As someone working in the digital banking team, why should you even care? Having a thorough understanding of financial data enrichment engines can be advantageous for your team. Having insights into your customers' financial health gives you the clarity you need to make smarter strategic decisions. This effectively means that you could offer personalized banking services that can better meet your customers' needs. Let's break it down to understand why financial data enrichment is crucial in banking.
Think of financial data enrichment as the process of enhancing your existing basic financial data with meaningful information. Now, this type of meaningful output is precisely the kind of information you should be harvesting from your existing data. To make things simpler, in a digital banking context, rather than just knowing a customer made a $200 transaction, running that same transaction through a real-time enrichment engine could provide you with enrichment data that indicates the transaction was for a home improvement project at a specific hardware store. Just picture the possibilities for personalization that teams can implement to target their audiences; it's simply next-level.
Technically, all types of financial data can be enriched. Just to give you a bit more perspective, you can get insights from:
The list could go on and on. The applications for users could be quite extensive, and it fits seamlessly into your current operations, making it the best data enrichment tools to have. As for its use cases, you can apply it to:
To give you a real-life example -Imagine a young professional who frequents coffee shops, and bookstores, and has a subscription to a career development course. Normally, banks only see these as generic transactions, say $5 here or $30 there.
But by running those transactions in a transaction enrichment engine, the bank understands these aren't just random spends. The bank would know that this is a career-oriented individual investing in personal growth and perhaps even an aspiring entrepreneur.
Now, instead of offering them a generic loan or a basic savings account, the bank can provide a "Future Entrepreneurs Package." This could include a higher-credit business loan pre-approval, a premium savings account with higher interest rates for higher balances, and even partnerships with co-working spaces or professional development courses.
Here, financial data enrichment allows the bank to tailor its services to fit its services just like a glove, making your customers feel seen, understood, and far more likely to engage with these personalized services.
For banks, the value is pretty much straightforward - Having access to more accurate data would equip your team with the right tools to make better business decisions, which could mean less risk and a high profitability in the long run. On the other hand, the end customers get a win too - they get services that actually make sense for them, which makes them more likely to stick around and even become advocates for the bank.
Instead of releasing generic loan packages, banks can now use enriched data to create bespoke packages that precisely meet the unique needs of individual customers, just like in the example of our young professional.

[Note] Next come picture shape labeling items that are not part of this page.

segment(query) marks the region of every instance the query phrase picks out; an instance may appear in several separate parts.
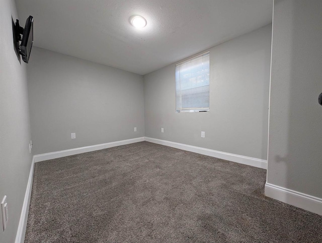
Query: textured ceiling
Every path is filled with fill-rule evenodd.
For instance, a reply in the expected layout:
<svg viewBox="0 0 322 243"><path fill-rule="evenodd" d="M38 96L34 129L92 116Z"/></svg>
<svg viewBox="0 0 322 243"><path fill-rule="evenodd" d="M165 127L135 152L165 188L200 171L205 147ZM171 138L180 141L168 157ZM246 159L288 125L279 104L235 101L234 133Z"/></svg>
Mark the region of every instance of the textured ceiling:
<svg viewBox="0 0 322 243"><path fill-rule="evenodd" d="M271 23L273 5L273 0L16 2L21 23L34 17L35 46L140 75ZM147 21L142 29L129 22L136 14Z"/></svg>

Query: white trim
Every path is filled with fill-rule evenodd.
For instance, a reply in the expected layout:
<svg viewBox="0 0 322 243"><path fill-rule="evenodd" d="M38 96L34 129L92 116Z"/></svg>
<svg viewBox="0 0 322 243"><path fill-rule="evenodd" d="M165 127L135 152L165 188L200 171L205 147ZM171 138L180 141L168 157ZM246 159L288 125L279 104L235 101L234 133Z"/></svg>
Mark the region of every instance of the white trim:
<svg viewBox="0 0 322 243"><path fill-rule="evenodd" d="M48 160L48 159L56 159L62 157L69 156L70 155L74 155L74 154L82 154L83 153L87 153L88 152L95 151L96 150L100 150L101 149L112 148L112 147L119 146L121 145L125 145L133 143L137 143L138 142L142 142L144 141L144 137L136 138L131 139L126 139L126 140L121 140L115 142L111 142L110 143L106 143L105 144L97 144L96 145L92 145L90 146L82 147L80 148L76 148L74 149L67 149L66 150L62 150L60 151L52 152L51 153L47 153L45 154L37 154L35 155L35 162L43 161Z"/></svg>
<svg viewBox="0 0 322 243"><path fill-rule="evenodd" d="M265 196L322 215L322 199L278 186L265 184Z"/></svg>
<svg viewBox="0 0 322 243"><path fill-rule="evenodd" d="M250 157L238 155L237 154L230 154L225 152L217 151L212 149L201 148L200 147L193 146L187 144L180 144L175 142L171 142L166 140L162 140L155 138L148 138L145 137L145 141L154 143L162 145L166 145L173 148L176 148L183 150L193 152L198 154L208 155L209 156L215 157L219 159L229 160L230 161L239 163L240 164L247 164L252 166L262 168L262 169L267 169L267 160L264 159L251 158Z"/></svg>
<svg viewBox="0 0 322 243"><path fill-rule="evenodd" d="M29 177L27 184L26 193L25 194L25 199L24 204L22 206L21 214L20 215L20 220L18 225L18 229L16 235L15 243L23 243L25 241L25 235L26 234L26 228L27 228L27 221L28 218L28 212L29 211L29 204L30 203L30 197L31 196L31 189L32 189L32 181L34 179L34 167L35 164L35 156L33 157L31 161L31 167L29 172Z"/></svg>

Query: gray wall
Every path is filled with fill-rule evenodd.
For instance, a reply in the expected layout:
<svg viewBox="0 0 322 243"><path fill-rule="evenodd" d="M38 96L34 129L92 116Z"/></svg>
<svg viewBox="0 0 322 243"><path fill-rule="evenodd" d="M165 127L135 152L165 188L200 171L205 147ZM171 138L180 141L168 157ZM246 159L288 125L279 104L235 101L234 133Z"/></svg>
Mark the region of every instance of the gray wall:
<svg viewBox="0 0 322 243"><path fill-rule="evenodd" d="M0 201L7 196L9 212L4 232L0 220L4 243L15 241L32 161L26 65L14 50L12 16L18 18L15 2L0 1Z"/></svg>
<svg viewBox="0 0 322 243"><path fill-rule="evenodd" d="M141 76L37 47L31 55L35 154L144 136Z"/></svg>
<svg viewBox="0 0 322 243"><path fill-rule="evenodd" d="M267 159L271 28L210 49L209 112L176 113L175 64L145 75L145 136Z"/></svg>
<svg viewBox="0 0 322 243"><path fill-rule="evenodd" d="M268 182L322 198L322 1L274 4Z"/></svg>

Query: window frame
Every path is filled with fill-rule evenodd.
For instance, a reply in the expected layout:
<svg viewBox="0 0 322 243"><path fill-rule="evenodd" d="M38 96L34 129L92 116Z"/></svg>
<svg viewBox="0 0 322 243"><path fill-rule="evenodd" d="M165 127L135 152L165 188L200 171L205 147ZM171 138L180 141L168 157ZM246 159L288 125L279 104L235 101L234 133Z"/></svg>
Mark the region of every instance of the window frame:
<svg viewBox="0 0 322 243"><path fill-rule="evenodd" d="M193 59L199 56L204 55L206 54L208 54L209 56L209 88L208 88L208 95L209 95L209 105L208 107L195 107L193 109L191 108L178 108L177 105L177 67L178 65L180 65L182 64L185 63L190 60ZM194 56L188 57L184 60L180 62L175 65L175 95L176 95L176 113L194 113L194 112L209 112L210 110L210 50L207 50L204 51L200 54L197 54Z"/></svg>

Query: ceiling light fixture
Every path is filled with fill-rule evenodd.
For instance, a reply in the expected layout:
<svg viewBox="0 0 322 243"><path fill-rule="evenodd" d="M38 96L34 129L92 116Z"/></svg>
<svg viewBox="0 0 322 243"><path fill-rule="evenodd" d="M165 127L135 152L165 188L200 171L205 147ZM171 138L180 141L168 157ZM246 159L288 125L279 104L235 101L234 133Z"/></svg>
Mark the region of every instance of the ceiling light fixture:
<svg viewBox="0 0 322 243"><path fill-rule="evenodd" d="M146 25L146 20L142 16L133 15L130 18L130 22L136 28L143 28Z"/></svg>

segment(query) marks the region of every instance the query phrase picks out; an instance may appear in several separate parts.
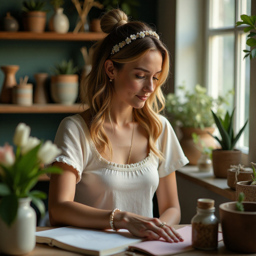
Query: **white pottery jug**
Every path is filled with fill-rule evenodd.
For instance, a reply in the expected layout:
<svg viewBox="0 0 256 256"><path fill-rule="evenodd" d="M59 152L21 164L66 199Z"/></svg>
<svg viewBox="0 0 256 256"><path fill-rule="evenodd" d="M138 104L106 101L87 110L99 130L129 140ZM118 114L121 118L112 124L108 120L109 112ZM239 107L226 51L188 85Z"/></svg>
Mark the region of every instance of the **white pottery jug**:
<svg viewBox="0 0 256 256"><path fill-rule="evenodd" d="M69 21L68 17L63 13L63 8L58 8L55 14L51 18L49 21L50 30L60 34L65 34L69 28Z"/></svg>
<svg viewBox="0 0 256 256"><path fill-rule="evenodd" d="M36 219L28 197L19 198L16 218L8 227L0 218L0 252L10 255L24 254L36 246Z"/></svg>

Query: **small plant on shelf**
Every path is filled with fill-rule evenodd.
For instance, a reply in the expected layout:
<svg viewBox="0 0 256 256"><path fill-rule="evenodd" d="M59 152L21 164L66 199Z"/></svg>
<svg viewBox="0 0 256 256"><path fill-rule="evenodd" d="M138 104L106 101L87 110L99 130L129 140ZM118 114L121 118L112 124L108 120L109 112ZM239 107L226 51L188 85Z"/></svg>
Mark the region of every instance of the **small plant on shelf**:
<svg viewBox="0 0 256 256"><path fill-rule="evenodd" d="M34 11L48 12L48 10L44 10L44 8L46 4L45 1L41 0L27 0L22 2L23 6L21 9L26 12Z"/></svg>
<svg viewBox="0 0 256 256"><path fill-rule="evenodd" d="M233 130L233 117L234 111L235 108L233 110L231 115L230 115L228 112L227 111L225 118L222 119L212 110L221 139L212 134L211 134L211 135L218 141L223 150L231 150L234 149L248 122L247 120L236 135L235 136Z"/></svg>
<svg viewBox="0 0 256 256"><path fill-rule="evenodd" d="M63 60L61 62L56 64L52 71L56 75L73 75L77 71L77 67L75 66L72 60L68 61Z"/></svg>

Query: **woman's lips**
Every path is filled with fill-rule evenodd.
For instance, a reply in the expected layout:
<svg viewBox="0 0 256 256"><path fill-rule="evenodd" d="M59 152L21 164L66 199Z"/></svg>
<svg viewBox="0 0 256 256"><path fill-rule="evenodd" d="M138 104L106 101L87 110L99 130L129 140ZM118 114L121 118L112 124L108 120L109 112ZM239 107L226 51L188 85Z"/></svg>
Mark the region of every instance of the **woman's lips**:
<svg viewBox="0 0 256 256"><path fill-rule="evenodd" d="M148 99L147 96L139 96L139 95L136 96L141 100L146 100Z"/></svg>

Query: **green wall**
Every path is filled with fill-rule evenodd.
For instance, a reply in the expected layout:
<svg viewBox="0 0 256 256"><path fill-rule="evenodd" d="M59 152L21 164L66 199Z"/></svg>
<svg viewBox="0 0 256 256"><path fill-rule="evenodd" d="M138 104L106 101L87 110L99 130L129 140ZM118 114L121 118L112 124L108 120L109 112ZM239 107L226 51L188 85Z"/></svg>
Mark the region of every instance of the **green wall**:
<svg viewBox="0 0 256 256"><path fill-rule="evenodd" d="M53 12L47 2L46 8L50 11L47 13L47 23ZM136 8L138 20L142 20L151 25L156 23L157 1L154 0L138 1L140 6ZM22 29L21 7L22 0L0 1L0 22L7 12L17 19L20 24L20 30ZM64 13L69 20L69 30L72 31L76 24L77 14L71 0L66 0L63 6ZM99 12L92 9L89 16L94 14L99 15ZM1 23L0 23L0 24ZM48 27L46 28L48 30ZM34 74L38 72L46 72L51 74L51 68L55 63L64 59L72 59L78 67L82 68L84 61L80 51L81 47L89 46L88 42L70 42L58 41L29 40L6 40L0 39L0 66L18 65L20 67L16 78L28 75L28 82L35 86ZM0 71L0 90L4 81L4 76ZM49 90L50 78L47 86ZM53 140L59 124L67 115L64 114L0 114L0 146L5 141L12 143L12 137L15 127L20 122L23 122L31 127L31 135L44 140Z"/></svg>

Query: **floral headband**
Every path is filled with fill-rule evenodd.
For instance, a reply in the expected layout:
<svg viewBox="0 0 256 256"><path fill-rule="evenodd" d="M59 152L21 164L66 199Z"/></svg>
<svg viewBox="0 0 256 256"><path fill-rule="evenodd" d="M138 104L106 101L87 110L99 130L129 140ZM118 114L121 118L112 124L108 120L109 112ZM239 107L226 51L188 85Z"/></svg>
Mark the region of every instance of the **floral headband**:
<svg viewBox="0 0 256 256"><path fill-rule="evenodd" d="M151 30L148 31L147 30L146 31L141 31L140 32L138 32L136 35L131 35L130 37L127 37L125 41L122 41L121 43L119 43L118 45L116 44L112 48L111 54L113 54L115 52L119 52L120 48L122 48L125 44L128 44L132 42L132 40L136 40L138 37L143 38L146 36L153 36L159 39L159 36L156 32L154 31Z"/></svg>

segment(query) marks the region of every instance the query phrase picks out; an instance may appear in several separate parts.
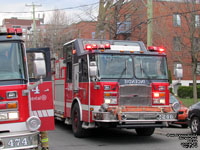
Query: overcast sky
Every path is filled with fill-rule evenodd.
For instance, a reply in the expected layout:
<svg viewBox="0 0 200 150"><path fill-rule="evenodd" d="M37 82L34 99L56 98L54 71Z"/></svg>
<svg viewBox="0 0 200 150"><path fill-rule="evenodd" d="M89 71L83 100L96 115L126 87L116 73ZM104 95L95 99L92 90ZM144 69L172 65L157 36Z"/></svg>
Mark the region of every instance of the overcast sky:
<svg viewBox="0 0 200 150"><path fill-rule="evenodd" d="M32 2L36 5L41 5L41 7L36 7L36 11L43 10L53 10L62 9L69 7L76 7L81 5L88 5L97 3L98 0L0 0L0 25L2 25L2 20L4 18L18 17L25 19L32 19L32 13L2 13L2 12L31 12L32 7L26 7L26 4L31 5ZM74 8L70 10L65 10L68 18L70 20L76 21L76 18L84 17L84 13L89 8L93 8L97 13L98 4L92 5L90 7ZM94 12L94 14L95 14ZM49 16L52 12L45 12L45 22L48 21ZM36 16L43 13L36 13Z"/></svg>

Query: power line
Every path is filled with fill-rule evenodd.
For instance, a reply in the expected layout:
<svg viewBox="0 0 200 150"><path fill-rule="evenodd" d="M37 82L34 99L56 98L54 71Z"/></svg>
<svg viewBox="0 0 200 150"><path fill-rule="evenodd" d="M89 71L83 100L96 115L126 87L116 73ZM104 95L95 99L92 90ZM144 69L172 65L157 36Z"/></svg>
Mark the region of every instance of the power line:
<svg viewBox="0 0 200 150"><path fill-rule="evenodd" d="M55 11L55 10L71 10L71 9L76 9L76 8L83 8L83 7L87 7L87 6L92 6L92 5L96 5L98 4L99 2L95 2L95 3L91 3L91 4L87 4L87 5L80 5L80 6L74 6L74 7L66 7L66 8L60 8L60 9L49 9L49 10L40 10L40 11L35 11L35 12L50 12L50 11ZM23 12L10 12L10 11L7 11L7 12L0 12L1 14L4 14L4 13L18 13L18 14L25 14L25 13L32 13L30 11L23 11Z"/></svg>

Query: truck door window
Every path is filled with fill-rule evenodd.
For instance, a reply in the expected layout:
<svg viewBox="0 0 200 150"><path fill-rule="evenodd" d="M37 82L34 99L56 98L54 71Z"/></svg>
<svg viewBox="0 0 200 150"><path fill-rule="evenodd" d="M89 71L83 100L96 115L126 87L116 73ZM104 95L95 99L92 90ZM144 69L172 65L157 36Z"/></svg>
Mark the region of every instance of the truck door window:
<svg viewBox="0 0 200 150"><path fill-rule="evenodd" d="M45 56L43 53L41 54ZM32 79L35 79L34 66L33 66L34 57L35 57L35 53L27 53L28 73L29 73L29 78L32 78Z"/></svg>
<svg viewBox="0 0 200 150"><path fill-rule="evenodd" d="M87 56L81 58L79 64L79 80L80 82L87 82L88 81L88 64L87 64Z"/></svg>
<svg viewBox="0 0 200 150"><path fill-rule="evenodd" d="M74 48L74 43L65 45L63 48L63 56L66 60L67 65L67 82L72 83L72 50Z"/></svg>
<svg viewBox="0 0 200 150"><path fill-rule="evenodd" d="M0 43L0 80L25 79L23 58L20 43Z"/></svg>

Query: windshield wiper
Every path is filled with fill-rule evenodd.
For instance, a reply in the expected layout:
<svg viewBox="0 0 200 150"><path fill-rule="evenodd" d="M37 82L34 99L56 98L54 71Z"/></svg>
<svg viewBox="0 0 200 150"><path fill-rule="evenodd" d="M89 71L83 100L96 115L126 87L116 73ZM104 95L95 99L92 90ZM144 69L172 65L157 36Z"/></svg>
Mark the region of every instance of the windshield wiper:
<svg viewBox="0 0 200 150"><path fill-rule="evenodd" d="M0 80L0 81L13 81L13 80L23 80L23 81L28 81L27 79L22 79L22 78L17 78L17 79L5 79L5 80Z"/></svg>
<svg viewBox="0 0 200 150"><path fill-rule="evenodd" d="M147 79L150 81L150 83L152 83L153 88L154 88L155 90L157 90L156 86L155 86L154 83L152 82L152 78L147 74L147 72L144 70L144 68L141 66L141 64L140 64L140 69L141 69L142 72L146 75L146 77L147 77Z"/></svg>
<svg viewBox="0 0 200 150"><path fill-rule="evenodd" d="M123 71L121 72L120 76L119 76L119 79L117 80L117 83L119 82L119 80L122 78L124 72L126 71L126 67L123 69ZM112 90L116 90L117 88L117 83L115 84L115 87L112 89Z"/></svg>

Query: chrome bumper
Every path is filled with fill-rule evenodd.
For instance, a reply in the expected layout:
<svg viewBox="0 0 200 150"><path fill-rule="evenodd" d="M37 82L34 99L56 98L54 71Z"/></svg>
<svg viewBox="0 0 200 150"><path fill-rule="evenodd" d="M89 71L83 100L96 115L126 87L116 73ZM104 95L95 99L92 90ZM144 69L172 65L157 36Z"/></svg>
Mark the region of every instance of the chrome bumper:
<svg viewBox="0 0 200 150"><path fill-rule="evenodd" d="M39 144L39 132L0 133L0 150L18 150L36 148Z"/></svg>
<svg viewBox="0 0 200 150"><path fill-rule="evenodd" d="M175 112L121 112L117 115L111 112L93 112L95 122L156 123L177 121L176 118Z"/></svg>

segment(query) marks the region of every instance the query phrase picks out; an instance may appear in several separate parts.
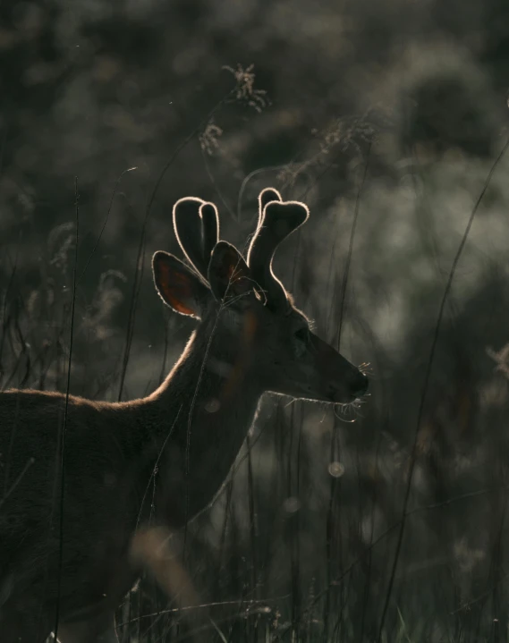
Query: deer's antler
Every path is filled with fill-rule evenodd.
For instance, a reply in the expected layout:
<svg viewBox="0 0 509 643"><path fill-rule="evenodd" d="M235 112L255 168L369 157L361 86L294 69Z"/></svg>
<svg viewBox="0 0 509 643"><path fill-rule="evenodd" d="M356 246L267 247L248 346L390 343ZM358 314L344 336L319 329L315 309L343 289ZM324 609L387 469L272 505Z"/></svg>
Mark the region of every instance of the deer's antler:
<svg viewBox="0 0 509 643"><path fill-rule="evenodd" d="M310 216L300 201L283 201L276 190L267 188L259 196L259 218L257 231L248 250L251 276L266 293L267 305L276 309L287 305L284 287L272 271L272 260L277 246Z"/></svg>
<svg viewBox="0 0 509 643"><path fill-rule="evenodd" d="M174 206L174 228L188 261L207 280L208 263L219 240L219 216L213 203L184 197Z"/></svg>

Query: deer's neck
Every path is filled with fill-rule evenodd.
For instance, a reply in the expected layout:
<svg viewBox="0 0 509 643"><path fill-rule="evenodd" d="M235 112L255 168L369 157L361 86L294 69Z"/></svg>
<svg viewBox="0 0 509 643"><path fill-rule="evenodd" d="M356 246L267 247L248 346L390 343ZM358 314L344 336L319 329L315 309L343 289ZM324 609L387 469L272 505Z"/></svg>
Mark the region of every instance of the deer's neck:
<svg viewBox="0 0 509 643"><path fill-rule="evenodd" d="M225 359L214 341L195 334L146 400L158 503L175 527L212 502L253 422L262 391L250 376L251 360L245 351Z"/></svg>

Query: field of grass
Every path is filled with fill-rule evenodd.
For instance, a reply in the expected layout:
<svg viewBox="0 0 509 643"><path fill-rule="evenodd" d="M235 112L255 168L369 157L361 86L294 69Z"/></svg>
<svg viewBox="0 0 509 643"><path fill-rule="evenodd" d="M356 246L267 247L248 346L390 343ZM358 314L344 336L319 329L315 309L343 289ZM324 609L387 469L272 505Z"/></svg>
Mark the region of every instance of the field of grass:
<svg viewBox="0 0 509 643"><path fill-rule="evenodd" d="M173 204L214 201L242 250L267 186L311 213L275 272L369 363L359 408L264 397L220 495L173 536L188 584L148 570L122 643L506 641L505 5L14 4L2 390L154 390L194 327L150 275L178 254Z"/></svg>

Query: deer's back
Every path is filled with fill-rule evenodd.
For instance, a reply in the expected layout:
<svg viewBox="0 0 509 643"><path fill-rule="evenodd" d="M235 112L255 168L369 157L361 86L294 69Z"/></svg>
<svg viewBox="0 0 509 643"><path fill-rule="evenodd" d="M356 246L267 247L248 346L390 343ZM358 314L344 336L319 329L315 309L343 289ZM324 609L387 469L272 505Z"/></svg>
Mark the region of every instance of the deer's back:
<svg viewBox="0 0 509 643"><path fill-rule="evenodd" d="M0 393L0 606L34 588L40 593L34 600L51 600L62 535L64 610L100 601L112 584L129 585L118 581L136 520L123 421L115 405L76 397L66 405L59 393Z"/></svg>

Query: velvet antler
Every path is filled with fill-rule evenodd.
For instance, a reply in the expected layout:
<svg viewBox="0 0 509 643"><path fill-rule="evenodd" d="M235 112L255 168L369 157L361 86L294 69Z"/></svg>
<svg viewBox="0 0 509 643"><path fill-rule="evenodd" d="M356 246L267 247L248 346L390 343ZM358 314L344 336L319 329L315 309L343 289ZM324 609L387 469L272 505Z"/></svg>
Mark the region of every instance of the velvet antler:
<svg viewBox="0 0 509 643"><path fill-rule="evenodd" d="M248 266L255 283L265 292L267 305L282 308L288 300L284 287L272 271L274 254L281 241L302 225L310 211L300 201L283 202L279 192L272 188L260 193L259 203L259 220L248 250Z"/></svg>
<svg viewBox="0 0 509 643"><path fill-rule="evenodd" d="M208 263L219 240L219 216L213 203L184 197L174 206L174 228L189 262L208 279Z"/></svg>

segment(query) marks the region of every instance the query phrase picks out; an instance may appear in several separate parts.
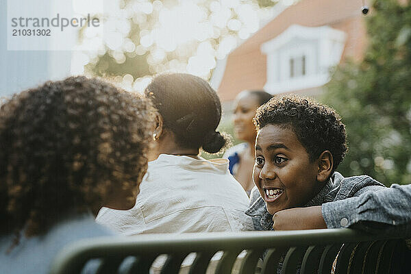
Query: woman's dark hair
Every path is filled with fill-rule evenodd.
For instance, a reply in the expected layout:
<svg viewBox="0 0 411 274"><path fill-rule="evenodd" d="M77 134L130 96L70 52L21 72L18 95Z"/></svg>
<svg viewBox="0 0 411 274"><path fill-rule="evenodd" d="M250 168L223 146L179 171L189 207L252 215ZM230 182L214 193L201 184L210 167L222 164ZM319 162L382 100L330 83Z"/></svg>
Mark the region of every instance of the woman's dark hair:
<svg viewBox="0 0 411 274"><path fill-rule="evenodd" d="M219 151L227 139L216 128L221 119L221 104L216 92L206 81L184 73L155 77L145 90L164 121L164 128L186 148Z"/></svg>
<svg viewBox="0 0 411 274"><path fill-rule="evenodd" d="M257 129L267 125L290 127L303 145L310 160L328 150L334 158L334 169L347 150L345 126L334 109L310 99L296 95L274 97L257 110L253 119Z"/></svg>
<svg viewBox="0 0 411 274"><path fill-rule="evenodd" d="M247 92L257 97L258 105L263 105L273 98L273 95L264 90L246 90Z"/></svg>
<svg viewBox="0 0 411 274"><path fill-rule="evenodd" d="M14 231L17 240L23 228L41 234L62 215L98 208L114 190L128 186L136 195L152 111L148 100L85 77L48 82L6 101L0 212L8 221L1 220L1 233Z"/></svg>

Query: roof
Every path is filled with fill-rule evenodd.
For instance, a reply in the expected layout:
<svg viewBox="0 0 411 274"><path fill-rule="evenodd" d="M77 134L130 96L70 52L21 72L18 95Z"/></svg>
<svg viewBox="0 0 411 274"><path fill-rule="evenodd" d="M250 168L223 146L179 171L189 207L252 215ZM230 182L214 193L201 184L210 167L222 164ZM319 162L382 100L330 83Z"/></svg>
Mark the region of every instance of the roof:
<svg viewBox="0 0 411 274"><path fill-rule="evenodd" d="M285 9L220 62L225 69L218 68L216 73L222 76L213 77L221 79L217 88L221 100L232 100L242 90L263 88L266 57L260 47L292 25L341 30L347 34L342 59L362 58L366 43L363 18L358 0L301 0Z"/></svg>

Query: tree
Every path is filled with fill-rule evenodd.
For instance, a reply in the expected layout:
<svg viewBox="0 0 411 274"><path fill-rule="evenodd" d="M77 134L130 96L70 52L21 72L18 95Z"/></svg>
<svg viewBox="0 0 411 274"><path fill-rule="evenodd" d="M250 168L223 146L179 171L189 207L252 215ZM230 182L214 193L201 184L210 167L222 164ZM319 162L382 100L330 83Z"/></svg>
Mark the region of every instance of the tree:
<svg viewBox="0 0 411 274"><path fill-rule="evenodd" d="M323 101L347 126L345 175L367 174L386 185L411 182L411 8L375 0L366 18L364 60L338 66Z"/></svg>
<svg viewBox="0 0 411 274"><path fill-rule="evenodd" d="M271 0L118 0L103 14L105 34L85 72L133 82L164 71L208 79L225 55L269 16ZM86 37L83 37L86 38ZM95 38L92 38L94 39ZM86 58L87 59L87 58ZM119 78L122 79L122 78Z"/></svg>

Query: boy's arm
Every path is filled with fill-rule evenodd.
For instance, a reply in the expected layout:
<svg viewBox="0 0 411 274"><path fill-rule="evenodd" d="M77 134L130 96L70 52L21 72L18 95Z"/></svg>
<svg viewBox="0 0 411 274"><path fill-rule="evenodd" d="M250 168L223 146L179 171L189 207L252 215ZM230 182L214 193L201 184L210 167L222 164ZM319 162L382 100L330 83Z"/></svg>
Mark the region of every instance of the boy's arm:
<svg viewBox="0 0 411 274"><path fill-rule="evenodd" d="M358 197L303 208L277 212L273 217L276 230L350 227L367 231L397 227L400 232L411 229L411 185L393 185Z"/></svg>
<svg viewBox="0 0 411 274"><path fill-rule="evenodd" d="M411 185L389 188L324 203L322 215L328 228L354 227L385 229L411 225Z"/></svg>

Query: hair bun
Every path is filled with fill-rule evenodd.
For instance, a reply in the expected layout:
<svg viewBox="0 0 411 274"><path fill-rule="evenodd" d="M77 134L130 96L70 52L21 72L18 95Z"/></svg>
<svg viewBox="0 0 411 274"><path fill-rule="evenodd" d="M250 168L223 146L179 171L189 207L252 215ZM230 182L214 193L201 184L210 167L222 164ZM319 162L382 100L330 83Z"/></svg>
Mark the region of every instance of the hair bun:
<svg viewBox="0 0 411 274"><path fill-rule="evenodd" d="M227 142L227 139L219 132L211 132L204 137L203 150L209 153L219 152Z"/></svg>

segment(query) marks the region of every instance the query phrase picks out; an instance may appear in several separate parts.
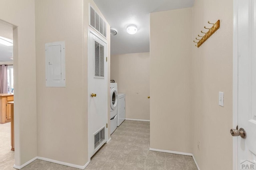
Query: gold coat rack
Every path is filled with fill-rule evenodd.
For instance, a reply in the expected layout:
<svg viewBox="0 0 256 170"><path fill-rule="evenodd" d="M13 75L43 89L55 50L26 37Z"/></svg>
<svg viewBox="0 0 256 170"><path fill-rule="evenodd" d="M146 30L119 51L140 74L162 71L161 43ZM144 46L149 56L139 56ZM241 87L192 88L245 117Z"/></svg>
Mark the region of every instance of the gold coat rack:
<svg viewBox="0 0 256 170"><path fill-rule="evenodd" d="M207 32L204 32L202 31L201 31L201 32L204 34L204 36L200 36L199 34L198 35L198 36L200 37L200 39L198 39L197 37L196 38L196 39L199 40L198 42L196 42L195 40L194 40L194 42L196 43L197 44L195 45L196 47L200 47L201 45L203 44L217 30L220 28L220 20L217 21L215 24L212 24L210 22L210 21L208 21L208 23L210 24L212 24L213 26L210 28L207 28L205 26L204 27L206 29L208 30Z"/></svg>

If a bank knows that a customer consistently invests in sustainable or tech companies, they could recommend a new, high-potential green tech IPO, thus providing their customers with more successful opportunities.
If the bank knows a customer regularly misses credit card payments but makes frequent luxury purchases, the risk associated with offering a large loan to this individual would likely be deemed high and vice versa. This targeted risk assessment becomes possible because of the enriched data, ultimately safeguarding both the bank and the customer.
Knowing what goes on in the background of these sophisticated enrichment engines is essential now that we have a better understanding of financial data enrichment. At its most fundamental, it consists of a collaboration of machine learning models, AI algorithms, and complementary natural language processing technologies. These are created to accomplish particular goals that the backend team has established. Of course, data engineering professionals are in charge of turning the raw data into useful insights.
So, what are some of the best data enrichment tools in the banking sector? Companies often use a mix of in-house solutions and third-party services. LuneData is regarded as one of the more capable businesses out there. Basically, they help businesses create personalized customer experiences while learning from the spending habits of their customers. Using unique AI technology that is tailored to the MENA area, it turns raw consumer payment and transaction data into data points.
Let's say your bank offers investment portfolio management services. Traditionally, investment managers might look at market trends and the customer's basic financial history to recommend investment options. However, after feeding a data enrichment tool with this information, you could factor in more targeted variables like the customer's spending on luxury or eco-friendly products, the stability of their income, and even trends in their business expenditures if they own a company.
Investment managers can offer more specialized suggestions using this enriched data that take into account a customer's values and lifestyle in addition to their financial goals. This enhances the advising service's personalization, which may increase client pleasure and loyalty.